Not listening to John Carter anymore. It’s not funny now. Riding naked through the wastes of Farigha is, but barely. The fact is, I’m ready to find a cave somewhere, pitch the pop tent, and wait to die. There’s no one alive on this planet as far as I can tell. I have no way of communicating with the Compact. I’d say I’m Robinson Crusoe or Mark Watney, but Crusoe was stranded on Old Earth. He had Indians he could trade with. He had Spaniards or Englishmen or whoever who could pick him up if they happened by. Hell, if he were so inclined, he could probably have swum to civilization. And Watney was one planet over from Earth. Sure, it took months to get to Mars back then.
But Crusoe and Watney had an advantage I don’t have. They were fictional characters. Their authors would save them because that was the whole point of their stories. I, on the other hand, am going to die for real. I had hoped it would be in my sleep during extreme old age after a terrific meal and Amy overexerting me to satiate her own appetite. More likely, I’ll freeze to death or suffocate or die of some bug that’s in the life support system.
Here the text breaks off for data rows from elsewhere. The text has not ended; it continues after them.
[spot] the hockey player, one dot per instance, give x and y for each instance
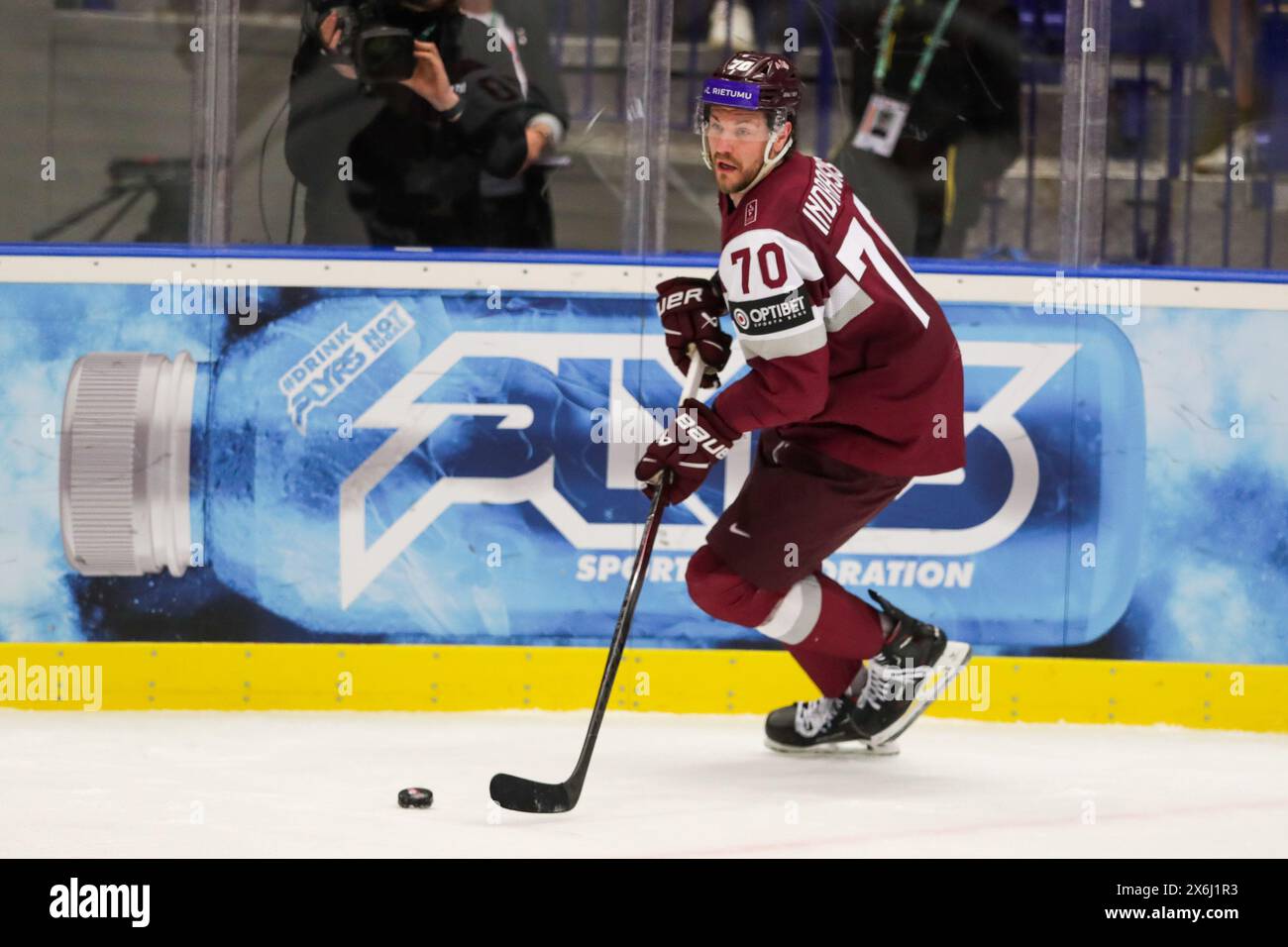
(855, 386)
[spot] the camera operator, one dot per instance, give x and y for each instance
(516, 211)
(390, 149)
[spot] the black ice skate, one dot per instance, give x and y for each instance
(822, 725)
(912, 671)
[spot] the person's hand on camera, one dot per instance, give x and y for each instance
(539, 138)
(329, 33)
(430, 78)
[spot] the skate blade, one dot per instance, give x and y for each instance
(846, 748)
(954, 657)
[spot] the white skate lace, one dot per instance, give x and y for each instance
(812, 716)
(889, 682)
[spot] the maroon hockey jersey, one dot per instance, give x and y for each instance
(848, 352)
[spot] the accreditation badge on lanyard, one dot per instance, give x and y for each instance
(881, 125)
(885, 116)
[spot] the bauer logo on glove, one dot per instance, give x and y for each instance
(690, 309)
(690, 447)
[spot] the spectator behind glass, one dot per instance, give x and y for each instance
(516, 210)
(398, 163)
(921, 155)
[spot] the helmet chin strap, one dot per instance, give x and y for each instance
(769, 162)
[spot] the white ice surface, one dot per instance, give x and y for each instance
(277, 784)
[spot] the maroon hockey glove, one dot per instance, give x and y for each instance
(691, 447)
(691, 312)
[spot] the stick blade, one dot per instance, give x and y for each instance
(526, 795)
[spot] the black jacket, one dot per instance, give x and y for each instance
(971, 95)
(415, 176)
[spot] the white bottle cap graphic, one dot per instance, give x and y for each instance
(123, 466)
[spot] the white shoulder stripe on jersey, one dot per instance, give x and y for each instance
(858, 247)
(797, 342)
(844, 302)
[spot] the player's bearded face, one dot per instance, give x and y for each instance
(735, 142)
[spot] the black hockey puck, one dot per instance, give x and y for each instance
(415, 797)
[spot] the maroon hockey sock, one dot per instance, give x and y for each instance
(831, 674)
(848, 630)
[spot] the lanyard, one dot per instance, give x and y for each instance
(887, 46)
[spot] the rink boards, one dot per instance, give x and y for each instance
(1115, 551)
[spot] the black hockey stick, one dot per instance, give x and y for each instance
(527, 795)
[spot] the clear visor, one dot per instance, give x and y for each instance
(724, 124)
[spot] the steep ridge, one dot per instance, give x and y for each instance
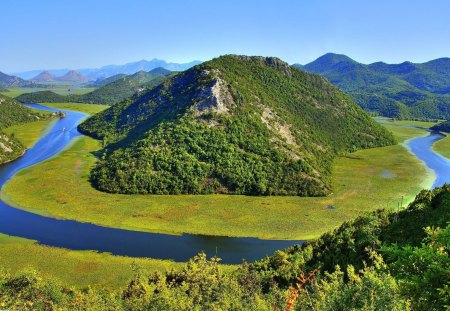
(108, 94)
(11, 113)
(236, 124)
(405, 90)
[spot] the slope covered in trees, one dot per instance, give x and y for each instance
(11, 113)
(111, 93)
(236, 124)
(404, 90)
(442, 127)
(381, 261)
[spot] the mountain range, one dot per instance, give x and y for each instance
(12, 81)
(118, 88)
(111, 70)
(70, 76)
(236, 124)
(406, 90)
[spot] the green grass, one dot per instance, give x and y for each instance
(86, 108)
(74, 268)
(443, 146)
(28, 133)
(358, 182)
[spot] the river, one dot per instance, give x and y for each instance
(84, 236)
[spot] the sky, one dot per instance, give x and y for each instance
(47, 34)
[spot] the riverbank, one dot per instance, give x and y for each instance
(364, 181)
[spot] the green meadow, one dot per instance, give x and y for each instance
(74, 268)
(363, 181)
(443, 146)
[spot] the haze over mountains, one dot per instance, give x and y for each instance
(111, 70)
(405, 90)
(235, 124)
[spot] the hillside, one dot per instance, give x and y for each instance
(11, 113)
(442, 127)
(124, 87)
(12, 81)
(44, 76)
(404, 90)
(380, 261)
(236, 124)
(108, 94)
(73, 76)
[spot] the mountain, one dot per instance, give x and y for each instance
(236, 124)
(405, 90)
(111, 70)
(131, 68)
(44, 76)
(101, 82)
(11, 113)
(12, 81)
(109, 94)
(442, 127)
(124, 87)
(73, 76)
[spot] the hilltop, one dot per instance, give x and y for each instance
(405, 90)
(12, 81)
(120, 88)
(44, 76)
(11, 113)
(236, 124)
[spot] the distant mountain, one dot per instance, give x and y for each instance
(109, 94)
(74, 76)
(111, 70)
(405, 90)
(44, 76)
(11, 113)
(236, 124)
(12, 81)
(101, 82)
(125, 87)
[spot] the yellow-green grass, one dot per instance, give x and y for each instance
(86, 108)
(28, 133)
(443, 146)
(75, 268)
(364, 181)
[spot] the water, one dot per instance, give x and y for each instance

Or I’ll swallow that whole tub
e of Vicodin.
And with that cheery note, I’m going to sign off for the day.
DAY 9:
ON THE ROAD TO SOLARIA
LOG ENTRY: 0902 22-Sagan, 429
Good morning! Miss me? Probably not, since you read or listened to the last log entry only a few moments ago. But the timestamp should clue you in that I’ve been silent and sulky for a few days. And why not? I woke up and sent the rover the rest of the way to Helium and expected the same thing.
I was not disappointed. Which disappointed me. Helium? Glass pancake, this one in a valley and still steaming, still smoking even. I drove along the rim of the crater and just moved on. I was too depressed to think about it or talk about it.
Right now, I am two hours from Equalia. Don’t ask. I don’t know what the name means, either. In fact, town names are strange enough back in civilization. I still can’t get used to a settlement with the name “Helium.” I expect another glass pancake, but guess what. Beyond Equalia lie several pit stops, sealed supply caves for when the trips between domes get longer. I might even find out I’m not alone on the planet. Even if I am, I can break for the night and maybe breathe some air that I haven’t breathed a few dozen times before. The recycling system and the oxygenator work fine, and the pop tent has given me space to stretch out, but it really is start to smell like stale John Farno in here – body odor, vomit, piss, bad breath.